Upcoming Events (Congressional and Administration):
- On April 24 at Grossmont College in El Cajon, CA, the House Education and Labor Subcommittee on Higher Education and Workforce Investment jointly with the House Veterans Affairs Subcommittee on Economic Opportunity will conduct a field hearing titled, “Protecting Those Who Protect Us: Ensuring the Success of our Student Veterans.” More information is here.
- Not Official: On April 30, it is expected that the House Appropriations Subcommittee on Labor, Health and Human Services, Education, and Related Agencies (Labor/HHS) will mark up its fiscal year (FY) 2020 Labor/HHS Appropriations bill and report. A draft FY2020 House Labor/HHS Appropriations bill and report would likely be released prior to mark up.
- Not Official: On May 8, it is expected that the full House Appropriations Committee will mark up the FY2020 House Labor/HHS bill and report.
Upcoming Events (Outside Organizations):
- On April 23 at 1:00pm, the National Center on Education and the Economy is hosting an event titled, “Leading High-Performance School Systems: Lessons from the World’s Best.” The event will feature a panel discussion on what top-performing countries are doing to leverage high-quality school and district leadership to improve schools, and how lessons can be learned from them and applied to schools within the United States. More information and registration are here.

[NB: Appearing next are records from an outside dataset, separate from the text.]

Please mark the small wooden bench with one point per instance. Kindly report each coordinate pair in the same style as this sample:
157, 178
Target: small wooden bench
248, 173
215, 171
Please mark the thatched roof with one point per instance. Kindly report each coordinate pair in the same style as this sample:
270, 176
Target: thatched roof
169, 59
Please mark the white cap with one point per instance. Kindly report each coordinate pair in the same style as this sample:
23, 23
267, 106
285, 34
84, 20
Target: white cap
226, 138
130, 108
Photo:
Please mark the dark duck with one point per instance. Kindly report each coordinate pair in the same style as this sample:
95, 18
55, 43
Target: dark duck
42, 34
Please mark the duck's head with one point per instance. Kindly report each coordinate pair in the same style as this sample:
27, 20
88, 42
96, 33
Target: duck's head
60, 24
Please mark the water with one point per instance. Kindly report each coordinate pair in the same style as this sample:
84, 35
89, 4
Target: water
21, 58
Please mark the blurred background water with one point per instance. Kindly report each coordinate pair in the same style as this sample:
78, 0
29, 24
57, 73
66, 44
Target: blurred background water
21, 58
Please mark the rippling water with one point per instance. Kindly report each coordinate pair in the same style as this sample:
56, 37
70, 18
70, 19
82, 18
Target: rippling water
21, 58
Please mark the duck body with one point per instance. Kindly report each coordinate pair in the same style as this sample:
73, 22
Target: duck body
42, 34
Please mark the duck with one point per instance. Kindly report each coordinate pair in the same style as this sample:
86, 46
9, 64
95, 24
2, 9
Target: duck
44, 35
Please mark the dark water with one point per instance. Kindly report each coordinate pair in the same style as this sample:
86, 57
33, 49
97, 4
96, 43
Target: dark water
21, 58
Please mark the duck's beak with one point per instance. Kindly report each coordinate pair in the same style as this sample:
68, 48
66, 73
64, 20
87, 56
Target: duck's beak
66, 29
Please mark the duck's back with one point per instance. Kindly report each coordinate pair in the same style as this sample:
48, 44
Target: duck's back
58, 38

- On April 25 at 11:45am, the Shanker Institute and Rutgers Graduate School of Education are hosting an event titled, “Cutting Through the Clutter of School Finance Data & Research.” The event will discuss how school finance data can be more easily understood, how the data can be applied for policy-relevant matters, and how can the field move to a consensus on data collection processes. More information and registration are here.
- On April 25 at 9:00am, the Century Foundation is hosting an event titled, “Restoring the Promise of Community Colleges.” The event will feature a panel of experts and former USED Secretary of Education John B. King to discuss the challenges that American community colleges currently face, and how they can be improved. More information and registration are here.